Time-lapse microscopy for 2D scratch assay and 3D migration assay
A total of 1 × 10^5 tumor cells (e.g., 5 × 104 cells each of VHL-WT and VHL-KO cells) were grown on a 24-well plate until reaching 90% confluence. The bottom of each well was scratched with the end of a 200 µl tip to form a gap. The cell migration was monitored continuously with a Nikon Eclipse Ti-E time-lapse microscope using a 10× objective, and a humidified, 37 °C environment containing 5% CO2. Specific fields of interest were set and recorded at 15 min intervals for 20 h using the FITC and TRITC channels. Nikon elements software was used to measure the migration speed of cells in each group.
Transwell chambers (0.4 μm pore size, Thermo Fisher, catalog number: CLS3470-48EA) were assembled in a 24-well plate. One milliliter of RPMI-1640 medium supplemented with 10% fetal bovine serum and 50 ng/mL EGF was added to the bottom chamber. HUVECs were seeded on the bottom of the Transwell chamber at a cell number of 1 × 105. On day 2, a layer of Matrigel (Corning, catalog number: 356234) was coated on top of the layer of HUVECs and placed back in a 37 °C incubator to solidify: 100 µL for migration assay or 30 µL for 3D in vitro intravasation assay. Tumor cells (1 × 105) were then seeded onto the top of the Matrigel. A Nikon Eclipse Ti-E time-lapse confocal microscope was used to image cell migration.

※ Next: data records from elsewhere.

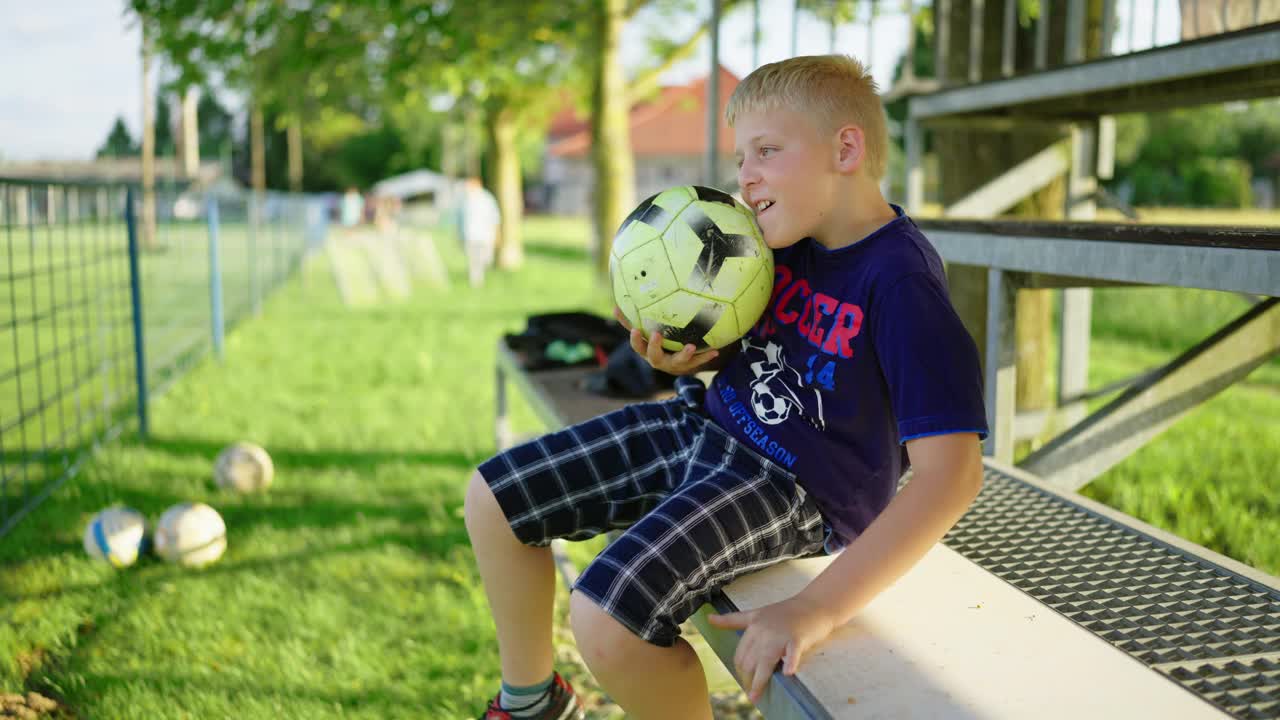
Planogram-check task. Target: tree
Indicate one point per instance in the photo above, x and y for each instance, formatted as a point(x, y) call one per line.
point(119, 142)
point(215, 126)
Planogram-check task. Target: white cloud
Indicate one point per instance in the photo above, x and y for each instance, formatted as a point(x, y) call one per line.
point(71, 68)
point(68, 68)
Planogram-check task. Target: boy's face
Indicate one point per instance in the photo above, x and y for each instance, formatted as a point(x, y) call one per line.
point(786, 169)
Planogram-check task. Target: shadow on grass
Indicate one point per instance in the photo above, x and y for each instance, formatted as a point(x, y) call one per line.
point(287, 458)
point(59, 525)
point(552, 251)
point(380, 697)
point(151, 572)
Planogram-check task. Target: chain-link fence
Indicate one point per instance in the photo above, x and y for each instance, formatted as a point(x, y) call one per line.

The z-step parameters were set with the HUVEC cell layer as the bottom and the tumor cell layer as the top with approximately 200 stepwise stacks for scanning every 15 minutes for 48 h.
CAM tumor xenograft model, renal tumor implantation, and anti-periostin treatment studies in mice
Establishment of CAM tumor xenografts and their analyses were performed as previously described.32,66,67 Intrarenal implantation of 1 × 10^6 total RC or AC tumor cells was performed as previously described.28,35 One week after implanting a 1:1 mixture of VHL-WT to VHL-KO cells, 10 mg/kg of MPC5B4 mAb was injected via tail vein three times per week for 4 weeks. The animals were imaged and sacrificed. Tissues were harvested, fixed, paraffin embedded, and cut for histological analyses. This study was approved by the UCLA Institutional Review Board.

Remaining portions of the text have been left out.